Conservatives took some consolation in the vote of Chief Justice John Roberts. In his first significant decision since his confirmation, he joined in dissent with the court's right wing, Justices Clarence Thomas and Antonin Scalia. If, as expected, Judge Samuel Alito is confirmed, conservatives think they will have a reasonably reliable fourth vote. But Kennedy remains at best a wild card; in some important arenas, most notably abortion and gay rights, he has been a winning vote for the court's liberal camp.

Kennedy has "evolved," say the liberals—much like other GOP-appointed justices before him, such as the late Harry Blackmun. Conservative lawyers scoff (though rarely on the record, lest they have to argue before Kennedy) that the justice is squishy and vainglorious, too worried about what the headlines will say about him.

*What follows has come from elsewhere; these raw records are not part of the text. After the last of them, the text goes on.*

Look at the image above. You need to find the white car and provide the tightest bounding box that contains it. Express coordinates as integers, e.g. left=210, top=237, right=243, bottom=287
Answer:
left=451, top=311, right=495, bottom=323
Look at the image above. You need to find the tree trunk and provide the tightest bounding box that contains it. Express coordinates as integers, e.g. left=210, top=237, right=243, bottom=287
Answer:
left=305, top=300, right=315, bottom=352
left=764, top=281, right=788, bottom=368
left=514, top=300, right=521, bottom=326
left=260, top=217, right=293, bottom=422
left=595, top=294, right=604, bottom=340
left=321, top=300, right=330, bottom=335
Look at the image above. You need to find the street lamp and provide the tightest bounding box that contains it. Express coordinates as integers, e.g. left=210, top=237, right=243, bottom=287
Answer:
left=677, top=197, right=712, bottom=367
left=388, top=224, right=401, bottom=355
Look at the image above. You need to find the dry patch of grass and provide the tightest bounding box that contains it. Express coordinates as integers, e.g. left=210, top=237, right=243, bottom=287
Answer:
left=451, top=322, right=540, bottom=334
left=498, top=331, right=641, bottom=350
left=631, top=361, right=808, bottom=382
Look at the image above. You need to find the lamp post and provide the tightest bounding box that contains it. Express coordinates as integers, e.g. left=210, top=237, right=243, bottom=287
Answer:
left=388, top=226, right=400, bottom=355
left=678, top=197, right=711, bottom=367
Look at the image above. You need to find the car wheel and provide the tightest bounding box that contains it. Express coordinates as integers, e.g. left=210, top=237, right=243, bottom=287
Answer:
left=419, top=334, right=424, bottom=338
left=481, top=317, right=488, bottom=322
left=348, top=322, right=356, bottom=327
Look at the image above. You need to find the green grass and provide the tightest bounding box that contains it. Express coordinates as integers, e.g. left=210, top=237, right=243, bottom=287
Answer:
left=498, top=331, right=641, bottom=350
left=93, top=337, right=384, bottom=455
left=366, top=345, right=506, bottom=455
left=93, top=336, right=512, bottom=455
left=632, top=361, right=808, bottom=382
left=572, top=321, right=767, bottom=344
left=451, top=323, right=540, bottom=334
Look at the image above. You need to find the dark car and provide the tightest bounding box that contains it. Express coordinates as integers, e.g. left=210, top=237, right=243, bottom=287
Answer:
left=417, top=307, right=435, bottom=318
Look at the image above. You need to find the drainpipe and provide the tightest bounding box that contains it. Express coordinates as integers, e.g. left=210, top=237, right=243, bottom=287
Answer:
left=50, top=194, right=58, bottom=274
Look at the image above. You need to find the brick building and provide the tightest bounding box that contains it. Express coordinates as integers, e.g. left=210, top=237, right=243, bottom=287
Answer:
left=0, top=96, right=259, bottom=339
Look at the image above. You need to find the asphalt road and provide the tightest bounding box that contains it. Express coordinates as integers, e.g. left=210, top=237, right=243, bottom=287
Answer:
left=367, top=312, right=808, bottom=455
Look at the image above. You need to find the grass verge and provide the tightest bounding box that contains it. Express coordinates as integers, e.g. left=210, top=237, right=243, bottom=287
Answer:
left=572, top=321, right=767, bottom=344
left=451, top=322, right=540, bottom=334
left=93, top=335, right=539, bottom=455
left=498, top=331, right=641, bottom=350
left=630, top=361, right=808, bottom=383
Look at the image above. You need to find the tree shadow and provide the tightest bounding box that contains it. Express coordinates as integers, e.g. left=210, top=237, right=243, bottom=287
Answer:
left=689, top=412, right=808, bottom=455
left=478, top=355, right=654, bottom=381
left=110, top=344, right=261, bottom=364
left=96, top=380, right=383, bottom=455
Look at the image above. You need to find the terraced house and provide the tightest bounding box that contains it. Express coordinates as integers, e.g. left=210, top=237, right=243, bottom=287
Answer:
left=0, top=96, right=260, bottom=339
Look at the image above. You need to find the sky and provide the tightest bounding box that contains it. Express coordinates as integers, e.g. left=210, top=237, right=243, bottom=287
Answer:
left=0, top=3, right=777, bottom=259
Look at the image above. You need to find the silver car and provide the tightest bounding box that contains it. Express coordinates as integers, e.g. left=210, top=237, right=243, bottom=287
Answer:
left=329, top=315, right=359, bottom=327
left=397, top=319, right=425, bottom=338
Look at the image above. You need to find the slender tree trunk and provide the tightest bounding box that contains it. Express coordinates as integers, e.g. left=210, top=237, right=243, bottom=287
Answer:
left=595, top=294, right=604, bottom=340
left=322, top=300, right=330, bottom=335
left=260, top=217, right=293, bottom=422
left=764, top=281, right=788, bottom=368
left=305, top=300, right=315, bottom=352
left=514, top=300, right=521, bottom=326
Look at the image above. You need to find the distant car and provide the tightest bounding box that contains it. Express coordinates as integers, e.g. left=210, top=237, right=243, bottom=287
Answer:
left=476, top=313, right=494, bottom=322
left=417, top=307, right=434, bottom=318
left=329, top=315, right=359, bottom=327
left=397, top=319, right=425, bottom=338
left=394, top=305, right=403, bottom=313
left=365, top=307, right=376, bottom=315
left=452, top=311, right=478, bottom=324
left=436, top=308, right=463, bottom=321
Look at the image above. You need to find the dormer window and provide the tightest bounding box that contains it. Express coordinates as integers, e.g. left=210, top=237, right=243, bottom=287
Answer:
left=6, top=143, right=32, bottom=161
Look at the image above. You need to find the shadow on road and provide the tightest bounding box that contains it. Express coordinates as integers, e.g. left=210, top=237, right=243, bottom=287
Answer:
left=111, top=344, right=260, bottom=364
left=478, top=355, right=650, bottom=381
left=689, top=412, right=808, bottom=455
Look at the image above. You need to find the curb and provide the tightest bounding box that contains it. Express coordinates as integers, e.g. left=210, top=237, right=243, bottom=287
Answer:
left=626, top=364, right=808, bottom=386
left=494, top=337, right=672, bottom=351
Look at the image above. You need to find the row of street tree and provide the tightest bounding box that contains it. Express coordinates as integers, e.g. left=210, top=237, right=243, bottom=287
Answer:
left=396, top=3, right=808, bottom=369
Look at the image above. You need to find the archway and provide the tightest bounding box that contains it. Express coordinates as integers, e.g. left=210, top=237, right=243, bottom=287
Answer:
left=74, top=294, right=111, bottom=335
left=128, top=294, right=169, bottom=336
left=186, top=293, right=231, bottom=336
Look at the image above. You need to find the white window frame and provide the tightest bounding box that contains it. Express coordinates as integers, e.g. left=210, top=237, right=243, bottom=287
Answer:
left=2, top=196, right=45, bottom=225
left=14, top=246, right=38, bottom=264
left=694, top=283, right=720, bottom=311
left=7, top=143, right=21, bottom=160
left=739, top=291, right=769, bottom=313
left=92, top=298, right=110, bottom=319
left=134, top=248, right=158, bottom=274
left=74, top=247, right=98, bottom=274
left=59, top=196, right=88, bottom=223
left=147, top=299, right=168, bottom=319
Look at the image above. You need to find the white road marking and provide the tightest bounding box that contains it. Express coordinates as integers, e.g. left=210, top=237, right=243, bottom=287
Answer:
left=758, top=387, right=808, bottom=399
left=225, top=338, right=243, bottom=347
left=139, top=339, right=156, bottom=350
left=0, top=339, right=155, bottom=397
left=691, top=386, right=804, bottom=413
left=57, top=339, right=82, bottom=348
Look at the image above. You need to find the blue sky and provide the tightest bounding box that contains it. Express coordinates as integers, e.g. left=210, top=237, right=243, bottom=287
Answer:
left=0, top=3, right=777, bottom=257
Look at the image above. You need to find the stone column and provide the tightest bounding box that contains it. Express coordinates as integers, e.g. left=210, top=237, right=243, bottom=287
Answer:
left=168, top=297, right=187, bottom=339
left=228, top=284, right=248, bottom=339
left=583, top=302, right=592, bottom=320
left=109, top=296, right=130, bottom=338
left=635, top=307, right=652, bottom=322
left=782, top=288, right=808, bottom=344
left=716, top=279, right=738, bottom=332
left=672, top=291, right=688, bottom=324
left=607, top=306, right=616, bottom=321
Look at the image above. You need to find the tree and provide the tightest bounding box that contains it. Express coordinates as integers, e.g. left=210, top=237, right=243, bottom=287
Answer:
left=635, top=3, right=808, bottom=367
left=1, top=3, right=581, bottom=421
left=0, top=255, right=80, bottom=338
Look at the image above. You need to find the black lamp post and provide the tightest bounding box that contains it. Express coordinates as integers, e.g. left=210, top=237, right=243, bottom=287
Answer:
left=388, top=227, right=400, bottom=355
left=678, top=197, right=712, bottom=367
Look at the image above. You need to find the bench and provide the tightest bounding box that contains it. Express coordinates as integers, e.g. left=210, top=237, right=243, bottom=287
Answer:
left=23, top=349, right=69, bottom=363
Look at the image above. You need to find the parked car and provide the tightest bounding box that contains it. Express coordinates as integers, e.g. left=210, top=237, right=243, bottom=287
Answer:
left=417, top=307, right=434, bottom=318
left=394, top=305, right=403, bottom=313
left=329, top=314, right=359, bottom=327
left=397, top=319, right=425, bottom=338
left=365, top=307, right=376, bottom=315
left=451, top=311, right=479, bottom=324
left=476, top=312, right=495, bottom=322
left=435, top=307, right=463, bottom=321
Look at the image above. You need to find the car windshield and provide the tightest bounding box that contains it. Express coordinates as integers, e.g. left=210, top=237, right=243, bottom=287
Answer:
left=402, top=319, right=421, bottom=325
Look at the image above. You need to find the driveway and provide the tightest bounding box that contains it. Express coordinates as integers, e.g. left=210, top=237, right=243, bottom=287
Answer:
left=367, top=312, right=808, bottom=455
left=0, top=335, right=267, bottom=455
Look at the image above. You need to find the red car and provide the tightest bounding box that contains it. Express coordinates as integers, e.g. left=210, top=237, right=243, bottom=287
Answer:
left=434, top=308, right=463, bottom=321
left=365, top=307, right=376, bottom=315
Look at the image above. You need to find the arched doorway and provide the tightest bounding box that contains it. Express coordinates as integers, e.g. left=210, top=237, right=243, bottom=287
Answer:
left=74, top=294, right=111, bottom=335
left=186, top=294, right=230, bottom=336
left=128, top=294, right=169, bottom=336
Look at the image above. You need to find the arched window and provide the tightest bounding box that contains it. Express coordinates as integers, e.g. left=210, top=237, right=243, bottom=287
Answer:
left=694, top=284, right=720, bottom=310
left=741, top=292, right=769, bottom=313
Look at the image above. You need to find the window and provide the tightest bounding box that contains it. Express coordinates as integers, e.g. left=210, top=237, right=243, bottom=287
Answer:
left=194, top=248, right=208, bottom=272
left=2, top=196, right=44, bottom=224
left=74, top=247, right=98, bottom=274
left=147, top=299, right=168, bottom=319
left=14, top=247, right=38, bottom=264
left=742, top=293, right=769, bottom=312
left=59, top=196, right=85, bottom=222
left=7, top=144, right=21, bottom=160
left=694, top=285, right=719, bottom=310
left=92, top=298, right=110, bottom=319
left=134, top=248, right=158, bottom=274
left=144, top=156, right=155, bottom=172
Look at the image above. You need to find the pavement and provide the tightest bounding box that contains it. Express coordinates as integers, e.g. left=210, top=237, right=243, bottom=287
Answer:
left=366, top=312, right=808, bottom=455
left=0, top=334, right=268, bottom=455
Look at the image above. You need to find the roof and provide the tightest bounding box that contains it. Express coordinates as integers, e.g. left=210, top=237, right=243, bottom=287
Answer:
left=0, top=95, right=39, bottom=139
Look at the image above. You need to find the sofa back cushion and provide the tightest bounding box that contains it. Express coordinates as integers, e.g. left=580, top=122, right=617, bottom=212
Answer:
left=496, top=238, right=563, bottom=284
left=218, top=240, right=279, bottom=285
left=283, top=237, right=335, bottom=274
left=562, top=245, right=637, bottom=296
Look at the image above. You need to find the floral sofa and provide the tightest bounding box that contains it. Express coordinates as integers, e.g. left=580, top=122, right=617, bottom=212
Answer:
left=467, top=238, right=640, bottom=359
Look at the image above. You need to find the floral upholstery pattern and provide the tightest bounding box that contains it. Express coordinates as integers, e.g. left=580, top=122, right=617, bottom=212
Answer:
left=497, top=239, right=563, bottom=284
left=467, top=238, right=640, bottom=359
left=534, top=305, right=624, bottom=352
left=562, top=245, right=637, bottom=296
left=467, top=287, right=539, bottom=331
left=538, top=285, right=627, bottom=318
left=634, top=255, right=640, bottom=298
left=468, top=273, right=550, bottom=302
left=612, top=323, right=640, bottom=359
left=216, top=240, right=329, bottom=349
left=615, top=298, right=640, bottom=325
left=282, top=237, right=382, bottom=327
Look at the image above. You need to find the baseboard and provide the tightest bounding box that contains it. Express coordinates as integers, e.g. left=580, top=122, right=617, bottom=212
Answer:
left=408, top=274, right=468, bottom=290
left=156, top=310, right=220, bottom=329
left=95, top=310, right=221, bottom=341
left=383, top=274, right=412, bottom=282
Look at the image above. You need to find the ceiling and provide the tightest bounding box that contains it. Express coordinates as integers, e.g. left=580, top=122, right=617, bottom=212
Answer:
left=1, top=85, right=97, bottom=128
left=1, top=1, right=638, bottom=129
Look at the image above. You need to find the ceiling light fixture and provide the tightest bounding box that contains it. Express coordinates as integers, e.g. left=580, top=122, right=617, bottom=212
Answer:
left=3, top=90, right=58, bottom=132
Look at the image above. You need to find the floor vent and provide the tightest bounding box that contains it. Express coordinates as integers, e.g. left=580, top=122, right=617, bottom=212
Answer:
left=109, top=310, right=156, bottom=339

Other hard-liners regard him as a traitor. He was chosen by Ronald Reagan in 1987 after fiery conservative Robert Bork was rejected by the Democratic-controlled Senate and Reagan's next choice, Judge Douglas Ginsburg, dropped out after he admitted to having smoked marijuana as a Harvard law professor. At first Kennedy seemed to be a solid conservative, siding with the state in criminal-rights cases. Some even began calling him "Bork without the beard" and predicting that he'd be chief justice one day. But then in 1992, Kennedy joined the majority opinion upholding a woman's right to abortion. Just before he took the bench the day of the decision, Kennedy told a reporter, "Sometimes you don't know if you're Caesar about to cross the Rubicon or Captain Queeg cutting your own towline." Then he excused himself to "brood." No one was quite sure what he meant by that mixed metaphor, but it was seen as a bad sign for conservatives, who figured they could no longer count on him. Indeed, Ken-nedy went on to author a landmark 2003 decision that established, for the first time, constitutional protection for homosexual sodomy. "Gay people are entitled to respect for their private lives," wrote Kennedy. "The state cannot demean their existence or control their destiny."

Kennedy is by no means always or even often on the left. He has dissented, for instance, from decisions upholding affirmative action. But for the time being, he may be the one justice standing between conservatives and a predictable Supreme Court majority.